Unemployment insurance claims are the single best timely indicator of the state of the economy. Although the week-to-week and even the month-to-month fluctuations can be misleading at times, if this series is trending, that's where the economy is headed.
Take a look at the picture below. I graph weekly unemployment insurance claims from 1967 through this morning's release -- 573 thousand. Claims have been trending up for a while now. Continuing claims look even worse. They are now, 4.4 million, only 6 percent below their all time weekly record set in November 1982. That's almost within the sampling error of the series.
We might be inclined to discount this week's number a bit. We already knew the labor market was bad. Plus, the weeks between Christmas and Thanksgiving have always been hard to seasonally adjust, what with Thanksgiving moving around every year. But, whether or not this week's number is real, the trend is solidly up and it is nothing but bad.
The job market is deteriorating. How bad is going to be?
Let's take a look at the relationship between initial claims and the monthly change in employment. We have a consistent series for each going back to 1948. The relationship between the two series is one of the most stable relationships in macroeconomics. It survives recessions, booms, the 1970s, and even the Great Moderation. If anything at all, the month-to-month movement has gotten stronger over the last twenty years.
Take a look at the chart below. The relationship holds up all the way back.
Caveats. Of course, the 933,900 number comes from holding initial claims in the first week of the month constant for the rest of December. The risks to the forecast go both ways here. It would also be a monthly fall 30 percent larger than any other fall in U.S. history. That in itself argues against the number. In percentage terms, however, the number is not all that big. The labor force has grown a lot since 1974; we may have room for a large fall.
We shall see. But, it looks like a lot of folks are going to have a less-than-merry Christmas.
1 comment:
From the past two postings on the blog, the importance of the US demographics cannot be understated.
As the boomers approach retirement, they all have the same expanded balance sheet trade on. As the workforce growth rate slows in trend (was well over 4% in the 70s now just about 1% and still headed lower) they are all looking to exit the trade and the balance sheet crunch is on. Demand pressures for balance sheet expansion have gone negative. US household sector savings are going to explode higher. 1mm drop in payrolls is a massive signal of such a transition. Its Secular.
Down 1mm in payrolls is a massive number given the workforce is not growing that rapidly. My view remains that financing the baby boomer is a horse and buggy business. Its over for those industries and a precipitous decline in housing prices in the US northeast corridor is coming.
Policy, in general, has supported prices and prices are what need to adjust lower. Modern finance balances the equation PV = CashFlow / TermStructure.
PV's simply need to fall relative to much lower cashflow (cashflow has collapsed is the problem) in the system. As the Fed just reported in the Z1 release, the household sector is now paying down debt.
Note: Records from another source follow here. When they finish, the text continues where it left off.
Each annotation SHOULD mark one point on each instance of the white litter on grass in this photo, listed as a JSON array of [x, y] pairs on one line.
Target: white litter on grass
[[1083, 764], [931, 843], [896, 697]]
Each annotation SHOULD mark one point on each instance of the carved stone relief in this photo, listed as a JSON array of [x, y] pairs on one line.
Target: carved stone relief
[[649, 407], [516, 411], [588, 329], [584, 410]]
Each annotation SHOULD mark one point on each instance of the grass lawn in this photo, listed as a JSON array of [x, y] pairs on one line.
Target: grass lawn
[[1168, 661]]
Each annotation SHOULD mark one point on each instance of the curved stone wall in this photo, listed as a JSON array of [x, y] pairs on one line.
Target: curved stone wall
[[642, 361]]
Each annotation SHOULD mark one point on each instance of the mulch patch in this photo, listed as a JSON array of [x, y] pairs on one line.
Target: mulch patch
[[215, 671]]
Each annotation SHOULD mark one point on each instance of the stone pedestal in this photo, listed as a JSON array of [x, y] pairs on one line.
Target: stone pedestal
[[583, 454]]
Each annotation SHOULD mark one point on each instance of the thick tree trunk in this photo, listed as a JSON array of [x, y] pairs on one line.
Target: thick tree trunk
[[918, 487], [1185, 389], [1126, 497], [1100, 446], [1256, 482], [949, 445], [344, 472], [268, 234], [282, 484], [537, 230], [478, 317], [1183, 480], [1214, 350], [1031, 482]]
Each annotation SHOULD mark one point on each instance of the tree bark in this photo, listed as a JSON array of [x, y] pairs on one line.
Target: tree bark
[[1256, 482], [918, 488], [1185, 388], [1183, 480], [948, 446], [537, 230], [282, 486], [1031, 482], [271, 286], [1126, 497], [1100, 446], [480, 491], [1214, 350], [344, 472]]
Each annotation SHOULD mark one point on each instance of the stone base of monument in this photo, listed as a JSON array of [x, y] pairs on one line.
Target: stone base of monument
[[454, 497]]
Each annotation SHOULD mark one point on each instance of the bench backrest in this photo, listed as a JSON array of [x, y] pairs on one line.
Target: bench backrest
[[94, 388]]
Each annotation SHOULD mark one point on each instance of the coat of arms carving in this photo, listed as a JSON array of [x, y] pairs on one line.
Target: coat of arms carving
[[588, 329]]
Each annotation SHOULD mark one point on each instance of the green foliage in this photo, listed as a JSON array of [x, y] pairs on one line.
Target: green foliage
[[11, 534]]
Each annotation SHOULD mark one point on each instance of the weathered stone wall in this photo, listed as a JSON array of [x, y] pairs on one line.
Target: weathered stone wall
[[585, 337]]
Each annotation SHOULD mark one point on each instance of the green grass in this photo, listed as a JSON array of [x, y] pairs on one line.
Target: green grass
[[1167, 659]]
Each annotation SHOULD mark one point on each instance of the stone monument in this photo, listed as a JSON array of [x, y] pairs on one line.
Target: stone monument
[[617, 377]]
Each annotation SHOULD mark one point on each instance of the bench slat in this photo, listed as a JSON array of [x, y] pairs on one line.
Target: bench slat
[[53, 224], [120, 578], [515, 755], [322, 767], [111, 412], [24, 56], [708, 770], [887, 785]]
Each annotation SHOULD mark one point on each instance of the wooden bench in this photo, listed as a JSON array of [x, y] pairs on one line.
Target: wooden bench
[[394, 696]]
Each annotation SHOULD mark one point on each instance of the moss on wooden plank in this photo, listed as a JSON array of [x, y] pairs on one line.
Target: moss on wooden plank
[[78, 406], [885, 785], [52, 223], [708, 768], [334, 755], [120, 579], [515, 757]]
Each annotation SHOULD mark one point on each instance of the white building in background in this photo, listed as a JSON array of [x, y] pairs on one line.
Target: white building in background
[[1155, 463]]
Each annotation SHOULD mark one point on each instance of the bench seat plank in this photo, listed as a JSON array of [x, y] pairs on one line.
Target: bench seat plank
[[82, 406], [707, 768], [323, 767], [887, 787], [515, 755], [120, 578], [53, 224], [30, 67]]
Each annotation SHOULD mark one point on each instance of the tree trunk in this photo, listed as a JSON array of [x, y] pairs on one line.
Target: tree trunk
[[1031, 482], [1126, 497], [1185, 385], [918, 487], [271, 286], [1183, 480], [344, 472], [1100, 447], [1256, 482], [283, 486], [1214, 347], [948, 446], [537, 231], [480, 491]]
The reversal in cashflow is almost 1.7 trillion USD from its peak (when in trend) roughly 2 years ago in the US household sector alone. The trend rise in private sector credit has hit a secular peak.
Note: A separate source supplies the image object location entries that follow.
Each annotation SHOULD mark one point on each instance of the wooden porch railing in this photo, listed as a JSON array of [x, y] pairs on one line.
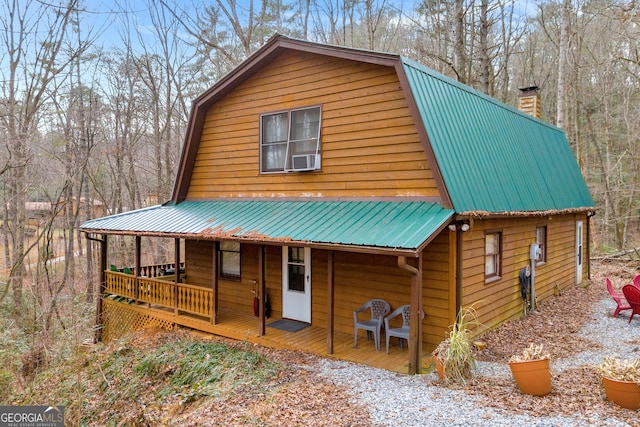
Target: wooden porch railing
[[156, 291]]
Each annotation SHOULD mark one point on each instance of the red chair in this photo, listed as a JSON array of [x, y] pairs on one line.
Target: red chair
[[632, 295], [618, 298]]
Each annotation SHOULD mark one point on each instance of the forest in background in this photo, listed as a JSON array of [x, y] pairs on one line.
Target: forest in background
[[94, 105]]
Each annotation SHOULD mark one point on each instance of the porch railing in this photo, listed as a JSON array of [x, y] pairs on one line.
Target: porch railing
[[156, 291]]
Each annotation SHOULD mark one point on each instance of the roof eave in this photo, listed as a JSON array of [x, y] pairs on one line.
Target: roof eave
[[374, 250]]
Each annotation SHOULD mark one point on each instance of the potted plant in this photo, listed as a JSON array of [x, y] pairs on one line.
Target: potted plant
[[530, 370], [454, 357], [621, 379]]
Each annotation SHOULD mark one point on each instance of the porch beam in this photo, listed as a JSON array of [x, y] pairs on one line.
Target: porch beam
[[330, 302], [415, 323], [177, 276], [214, 284], [261, 292]]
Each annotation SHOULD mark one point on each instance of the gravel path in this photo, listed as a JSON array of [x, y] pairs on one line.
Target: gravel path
[[403, 400]]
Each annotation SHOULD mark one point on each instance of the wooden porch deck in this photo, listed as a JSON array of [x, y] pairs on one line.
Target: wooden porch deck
[[312, 339]]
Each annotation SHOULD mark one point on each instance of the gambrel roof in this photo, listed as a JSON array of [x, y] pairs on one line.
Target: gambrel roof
[[485, 156]]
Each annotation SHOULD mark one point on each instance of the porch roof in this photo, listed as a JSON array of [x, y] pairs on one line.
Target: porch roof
[[381, 226]]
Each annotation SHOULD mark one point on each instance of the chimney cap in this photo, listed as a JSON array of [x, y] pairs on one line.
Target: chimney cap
[[528, 89]]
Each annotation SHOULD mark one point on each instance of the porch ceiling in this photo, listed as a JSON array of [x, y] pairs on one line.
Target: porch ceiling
[[386, 225]]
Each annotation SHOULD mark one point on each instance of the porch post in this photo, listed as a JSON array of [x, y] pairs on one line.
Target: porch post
[[261, 291], [103, 285], [177, 276], [330, 302], [136, 270], [214, 283], [415, 323]]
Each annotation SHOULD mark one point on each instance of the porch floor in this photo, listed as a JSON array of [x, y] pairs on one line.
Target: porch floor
[[312, 339]]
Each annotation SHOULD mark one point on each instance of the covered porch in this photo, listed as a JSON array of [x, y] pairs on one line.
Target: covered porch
[[155, 301], [378, 247]]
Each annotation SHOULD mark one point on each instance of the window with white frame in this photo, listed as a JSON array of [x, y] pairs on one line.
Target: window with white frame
[[229, 256], [541, 240], [290, 140], [492, 255]]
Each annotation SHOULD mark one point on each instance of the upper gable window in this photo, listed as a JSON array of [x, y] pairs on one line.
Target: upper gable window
[[290, 140], [492, 255]]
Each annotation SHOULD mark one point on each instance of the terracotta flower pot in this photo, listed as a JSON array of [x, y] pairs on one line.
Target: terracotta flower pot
[[532, 377], [439, 367], [623, 393]]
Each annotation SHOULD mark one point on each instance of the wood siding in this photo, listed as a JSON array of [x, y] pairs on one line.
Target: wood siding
[[500, 300], [369, 144]]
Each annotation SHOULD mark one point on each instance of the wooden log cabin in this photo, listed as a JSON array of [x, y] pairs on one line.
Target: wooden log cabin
[[320, 177]]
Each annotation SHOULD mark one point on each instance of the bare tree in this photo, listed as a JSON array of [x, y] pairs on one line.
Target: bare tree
[[33, 35]]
Industries dependant on household sector credit growth are impaired for years. Furthermore, as the US government takes on explicit debt increases, it does so with a naturally weakening tax base. The workforce growth rate is slowing perhaps to zero or negative in the coming years.
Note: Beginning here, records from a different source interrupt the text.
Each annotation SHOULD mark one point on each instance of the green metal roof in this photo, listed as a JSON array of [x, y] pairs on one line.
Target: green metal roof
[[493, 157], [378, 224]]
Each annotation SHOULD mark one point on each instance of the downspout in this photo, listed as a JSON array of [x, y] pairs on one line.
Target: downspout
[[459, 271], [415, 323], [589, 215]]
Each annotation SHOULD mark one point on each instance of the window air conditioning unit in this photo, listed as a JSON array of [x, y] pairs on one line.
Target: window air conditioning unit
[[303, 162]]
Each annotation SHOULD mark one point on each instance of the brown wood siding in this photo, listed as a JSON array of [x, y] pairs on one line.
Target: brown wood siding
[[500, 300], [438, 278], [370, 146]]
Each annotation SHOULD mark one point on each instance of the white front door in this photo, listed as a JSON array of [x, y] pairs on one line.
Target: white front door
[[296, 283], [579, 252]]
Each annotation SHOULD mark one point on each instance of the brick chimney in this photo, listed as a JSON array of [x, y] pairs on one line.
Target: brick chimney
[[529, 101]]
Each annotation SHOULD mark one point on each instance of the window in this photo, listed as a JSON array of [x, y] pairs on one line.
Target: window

The solution to the economic crisis lies partially in the TermStructure. Only soveriegn bonds, as an asset class, have increased in price this year.
With deflation being a fear, yields should be allowed (soveriegn) to trade negative. This will push up the market cap of the bond market and act as a wealth counterweight to sagging asset prices.
During inflation, yields rise above expected inflation rates to provide an alternative to private sector assets. During a deflation, yields need to undershoot expected deflation. This on one hand rewards the savers but also challenges as to when to shift back into private assets.
Bond market gains are monetized by the fed reducing explicit US govt obligations but allowing QEP to progress making an important substitution for the collapsed velocity.
The risk free rate only says you will get money at the horizon, there is no natural law as to why it can't be negative. If deflation is -5%, why should govt borrow at 0%? Its getting ripped off.
The economy is having a massive downward cashflow shock. First from credit and now from income. TARP has largely supported PV. Simply throwing money away.
The Fed should push rates below zero. Push up the bond market cap. Reduce borrowing needs. Replace the collapsed velocity with market cap.
The tax base is stable in the US, ramping up liabilities in front of what will be explosive entitlement growth is a clear negative. Creating forward cashflow obligations is a disaster.
Rates down, big time negative and let the bond market do the work. Break the taboo on negative rates. Millions of people depend upon it.